Yesterday’s posting, That’s Not OCD, You’re Just a Slacker, garnered quite a few comments on my tech blog, Global Nerdy. You should check them out if you haven’t already read them.
The most informative and extensive response comes from a commenter named “Another psychologist”, who sums up the problem with the multiple-choice question in the textbook quite well. It covers a number of issues with the question, including:
- The DSM. Look hard enough, and you’ll find something that you’ve got.
- Introverts vs. extroverts. North American society favours and rewards extroverts (and yes, a good chunk of my career as a tech evangelist is based on cashing in on this trait, a relative rarity in high tech).
- “Normal” vs. “abnormal” behaviour.
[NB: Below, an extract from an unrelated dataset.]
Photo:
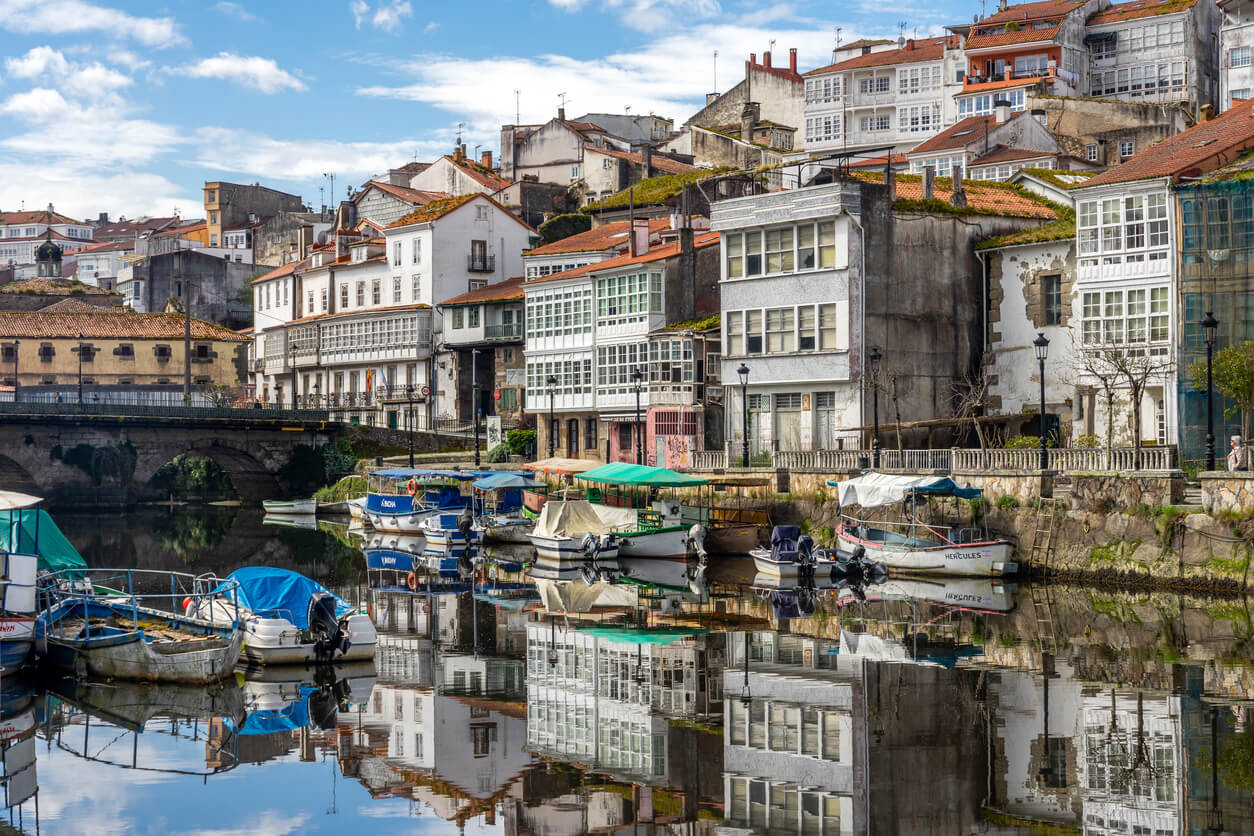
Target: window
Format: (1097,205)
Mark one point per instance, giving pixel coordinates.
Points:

A tricky thing, and I remember a lecture on cognition where a psych prof told our class that being slightly manic is probably a good trait for living in 21st-century North America.
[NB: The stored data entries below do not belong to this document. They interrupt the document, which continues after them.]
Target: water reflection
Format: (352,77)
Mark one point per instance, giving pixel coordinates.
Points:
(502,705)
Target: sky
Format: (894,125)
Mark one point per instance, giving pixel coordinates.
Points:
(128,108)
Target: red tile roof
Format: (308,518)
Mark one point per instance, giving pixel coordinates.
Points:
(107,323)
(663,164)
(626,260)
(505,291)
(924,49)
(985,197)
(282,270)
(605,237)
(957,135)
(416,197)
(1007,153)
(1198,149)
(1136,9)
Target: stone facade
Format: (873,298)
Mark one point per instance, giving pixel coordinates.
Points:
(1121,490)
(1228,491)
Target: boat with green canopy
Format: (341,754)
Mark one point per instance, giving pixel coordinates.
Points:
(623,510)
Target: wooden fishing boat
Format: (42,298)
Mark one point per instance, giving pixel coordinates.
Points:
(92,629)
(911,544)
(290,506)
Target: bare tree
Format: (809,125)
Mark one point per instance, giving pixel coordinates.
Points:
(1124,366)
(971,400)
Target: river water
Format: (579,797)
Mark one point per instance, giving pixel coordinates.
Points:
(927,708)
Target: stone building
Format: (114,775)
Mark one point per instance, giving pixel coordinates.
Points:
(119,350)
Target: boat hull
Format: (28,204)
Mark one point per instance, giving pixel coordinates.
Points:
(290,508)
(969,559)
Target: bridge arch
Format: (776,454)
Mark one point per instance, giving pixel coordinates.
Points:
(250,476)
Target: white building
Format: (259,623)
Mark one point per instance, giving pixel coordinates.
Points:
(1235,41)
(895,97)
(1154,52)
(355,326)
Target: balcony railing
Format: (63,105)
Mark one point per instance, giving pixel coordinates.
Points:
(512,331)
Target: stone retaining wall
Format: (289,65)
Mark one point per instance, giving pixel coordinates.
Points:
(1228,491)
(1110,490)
- The importance of “It depends,” the most important phrase in consulting. Without knowing a little bit more about the back story of the medical student in the question, it’s hard to make a good diagnosis. Sometimes there’s little to distinguish someone having a bad day and someone who’s bipolar (it’s also hard to distinguish between “bipolar” and “asshole” at first glance).
Here’s the comment:
I’d be wary of labelling this chap as possessing “obsessive-compulsive traits” without more information than the vignette provides. His lack of delight in partying may simply be because he is relatively introverted, rather than extroverted. Another normal trait.
The problem with the Diagnostic and Statistical Manual of mental disorders (The DSM) is that there is no entry for “Normal Personality”.
If the mythical medical student did happen to have OC traits then he was using them constructively. Perhaps this was the point the examiner wished the students to understand, but there is insufficient context to know whether this is true.
As a health professional I would certainly not want to “treat” this apparently well-functioning individual unless his “traits” caused some problem that was not included in the brief description.
One of the things I tried to teach my interns was a healthy skepticism about what was “abnormal” behavior, given the environment and the circumstances of the situation in which it was expressed, and a health skepticism about interpreting elevations on standard personality scales without knowing the patient’s history and background.
If a patient throws a tantrum in a waiting room when told that this Xray has been cancelled again (for the fourth time) this does not necessary mean that the patient is suffering from a personality disorder or impairment of the parts of the brain that regulate behavioural expression. A sick person who is struggling with pain and indignity is entitled to this type of behaviour in the circumstances.
When a group of intern psychologists, but not the intern medicos, get blips on the personality disorder scale of a well-known test it does not mean that the psych group are all deviants who should not be practising psycyology. It probably means that they are got researchers who have been trained to question authority.
I hope the professor who set the test made this kind of thing clear.
Thanks for the comment, Another psychologist! And to all of you, please feel free to keep the discussion going.